Merlin set his helmet on the long table of what appeared to be the inn’s dining room. “This is Queen Guinevere, wife of the High King.” No beating about the bush here.

The man’s jaw dropped, his expression going from disbelief to shock. The sweeping second bow he made revealed the liberally freckled top of his head. “At your service, M-milady.” His voice was muffled, as he managed to say this while examining his feet.

“Do get up,” I said. “What’s your name?”

“Ewyn, Milady.” He straightened, eyes wide– probably at seeing a queen dressed like a warrior. It seemed his fringe of fluffy gray hair had gone into shock as well, as it now stood out around his head like a dandelion clock.

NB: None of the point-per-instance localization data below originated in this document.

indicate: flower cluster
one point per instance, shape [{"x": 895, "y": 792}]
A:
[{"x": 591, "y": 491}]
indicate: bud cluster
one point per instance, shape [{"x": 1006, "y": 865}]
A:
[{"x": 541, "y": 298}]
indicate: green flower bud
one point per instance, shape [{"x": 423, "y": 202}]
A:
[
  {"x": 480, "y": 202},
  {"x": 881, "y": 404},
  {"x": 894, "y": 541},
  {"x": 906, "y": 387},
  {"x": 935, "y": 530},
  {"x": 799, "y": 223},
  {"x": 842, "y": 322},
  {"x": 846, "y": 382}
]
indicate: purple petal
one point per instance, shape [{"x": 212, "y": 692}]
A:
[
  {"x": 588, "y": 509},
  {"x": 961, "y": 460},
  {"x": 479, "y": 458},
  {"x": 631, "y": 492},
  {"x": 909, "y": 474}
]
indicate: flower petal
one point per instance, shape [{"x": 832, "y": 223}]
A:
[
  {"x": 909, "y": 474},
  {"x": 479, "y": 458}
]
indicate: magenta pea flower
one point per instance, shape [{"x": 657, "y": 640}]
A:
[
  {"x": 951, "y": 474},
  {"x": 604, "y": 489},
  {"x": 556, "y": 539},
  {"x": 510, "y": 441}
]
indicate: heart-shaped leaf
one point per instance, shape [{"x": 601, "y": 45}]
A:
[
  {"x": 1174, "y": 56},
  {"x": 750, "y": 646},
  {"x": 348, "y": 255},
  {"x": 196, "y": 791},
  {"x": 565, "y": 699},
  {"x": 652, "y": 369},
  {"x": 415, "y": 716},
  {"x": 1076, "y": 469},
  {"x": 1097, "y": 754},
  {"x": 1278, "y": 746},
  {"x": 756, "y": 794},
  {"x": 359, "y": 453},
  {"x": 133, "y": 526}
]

“Well, Ewyn,” I said. “My men and I are tired and sore after our long journey. I need to visit my cousin, your king. But first we all need rooms. And I need hot water for a wash. A bath if you have it.”

Being a queen had its advantages. Within a very short time I’d been given a small but comfortable room equipped with a bed, a chair and a rickety table. Three servants brought a wooden bathtub lined with a linen sheet and some buckets of steaming water. I removed my mail shirt while they fetched more water, then kicked my boots off, watching the steam rise tantalizingly from the bath. The days since leaving Din Cadan had made me sweaty, dirty and smelly.

Six more buckets and the tub was full enough. I sent them away and, having struggled out of the rest of my clothes, dipped a grubby toe into the water. Warm enough to make me jump straight in. I lowered myself into the tub, the hot water creeping up my body. Too small for submersion, but better than the bucket of tepid water I’d once had at a similar establishment, while the men all went off to the bath house. A location that had turned out to be next best thing to a brothel. Hopefully this mansio, in the austere Caninus’s town, wouldn’t turn out to be similar.

Half an hour later, glowing from my ablutions and wearing the one gown I’d brought with me, my wet hair neatly braided, I knocked on Merlin’s door.